Spirited Away is one of the most richly imaginative and visually spectacular films you will see this year.
This triumphant animated feature comes to us from director/writer Hayao Miyazaki, one of the grandmasters of the Japanese anime art form. There are images here that surpass those in live action films in scope and beauty. Such is Spirited Away's creative and narrative power that it surpasses even Princess Mononoke, Miyazaki's previous epic that gained mainstream acclaim on this side of the world.
The movie, presented by Walt Disney Studios, opens with 10-year-old Chihiro travelling with her parents by car to their new home. When Dad takes a wrong turn along a bumpy, unwalked path, they arrive at a dark tunnel in a wall.
Intrigued, the family enter and find themselves in a deserted village. When they come across a great feast, apparently for nobody, Chihiro's parents greedily devour it, but are transformed into large, squealing pigs. It turns out they've entered the spirit world, where bizarre Japanese gods and monsters freely roam.
Luckily for Chihiro, she befriends a mysterious boy named Haku, who tells her that, in order to rescue her parents from being slaughtered, she has to work in the spirits' bath house under the terrifying supervision of the sorceress Yubaba. In order to save the day, Chihiro must develop courage and learn to stand on her own two feet.
Spirited Away is peopled with hordes of fantastic creatures, such as river spirits, a talking frog, a faceless, masked monster, disembodied heads that bounce around like balls, a giant, spoiled baby who threatens to break Chihiro's arm if she doesn't play with him, and a multi-armed boiler room manager and his legion of soot-ball workers, to name a few. The film often takes surreal turns, but we take this strange trip with the plucky Chihiro (voiced winningly by Lilo & Stitch's Daveigh Chase), suffering the lumps and bruises with her as she tries to understand how this strange world works. Favourable comparisons to stories like Alice's Adventures In Wonderland and The Wizard Of Oz are not unjustified.

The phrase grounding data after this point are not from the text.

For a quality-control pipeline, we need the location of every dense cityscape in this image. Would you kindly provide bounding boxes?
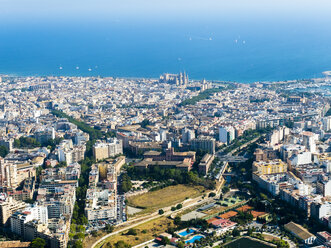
[0,73,330,248]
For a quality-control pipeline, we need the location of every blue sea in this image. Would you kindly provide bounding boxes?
[0,17,331,83]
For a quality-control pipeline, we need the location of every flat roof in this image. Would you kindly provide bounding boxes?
[284,222,314,241]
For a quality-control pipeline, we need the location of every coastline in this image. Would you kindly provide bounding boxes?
[0,71,328,84]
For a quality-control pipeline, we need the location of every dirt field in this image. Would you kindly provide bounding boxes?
[95,217,174,248]
[127,184,204,214]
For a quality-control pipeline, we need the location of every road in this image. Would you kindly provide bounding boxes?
[217,134,264,157]
[90,193,216,248]
[116,195,126,223]
[91,134,265,248]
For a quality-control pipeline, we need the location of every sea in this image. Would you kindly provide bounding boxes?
[1,18,331,83]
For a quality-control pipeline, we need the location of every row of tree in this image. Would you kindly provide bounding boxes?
[179,88,224,107]
[51,110,112,248]
[126,165,215,190]
[14,136,41,148]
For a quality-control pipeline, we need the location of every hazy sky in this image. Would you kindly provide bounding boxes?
[1,0,331,24]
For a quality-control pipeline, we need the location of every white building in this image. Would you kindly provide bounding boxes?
[302,131,318,154]
[317,180,331,197]
[160,129,167,142]
[311,202,331,220]
[182,128,195,144]
[93,138,123,161]
[290,152,312,167]
[280,144,306,162]
[219,126,235,145]
[268,126,290,146]
[10,205,48,236]
[322,116,331,132]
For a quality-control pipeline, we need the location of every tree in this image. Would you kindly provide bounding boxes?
[174,216,181,225]
[105,224,115,233]
[222,186,230,194]
[70,224,76,233]
[176,204,182,209]
[121,174,132,193]
[158,209,164,215]
[77,225,85,233]
[56,161,67,168]
[232,228,240,237]
[74,232,85,240]
[140,119,150,128]
[103,242,112,248]
[14,136,40,148]
[209,192,216,197]
[0,145,8,158]
[114,240,131,248]
[126,228,137,236]
[160,237,170,245]
[31,238,46,248]
[73,240,83,248]
[171,206,176,211]
[79,215,88,225]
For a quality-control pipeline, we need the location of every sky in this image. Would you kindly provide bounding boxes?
[1,0,331,81]
[1,0,331,24]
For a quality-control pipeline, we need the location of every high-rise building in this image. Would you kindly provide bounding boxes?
[310,202,331,220]
[322,117,331,132]
[10,205,48,236]
[93,138,123,161]
[316,179,331,197]
[182,128,195,144]
[34,128,55,145]
[267,126,289,146]
[58,139,86,165]
[0,160,35,190]
[0,197,26,226]
[302,131,317,153]
[219,126,235,145]
[0,138,14,152]
[74,132,88,145]
[159,129,167,142]
[190,137,216,154]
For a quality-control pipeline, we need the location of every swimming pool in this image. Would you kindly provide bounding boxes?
[178,229,195,237]
[185,235,204,244]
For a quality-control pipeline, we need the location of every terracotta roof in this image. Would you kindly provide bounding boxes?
[236,205,253,212]
[210,218,237,228]
[251,211,267,218]
[219,210,238,219]
[207,217,218,224]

There are some minor flaws: Some of Disney's English dubbing isn't up to par -- the quality of Suzanne Pleshette's performance as Yubaba is inconsistent -- and the pacing is sometimes slow. But these are small quibbles that will certainly not detract from the movie's appeal to children.
And while Spirited Away doesn't offer the irony and in-jokes omnipresent in many animated films today, it will still charm adult moviegoers seeking a transporting, eye-opening and, above all, entertaining, experience.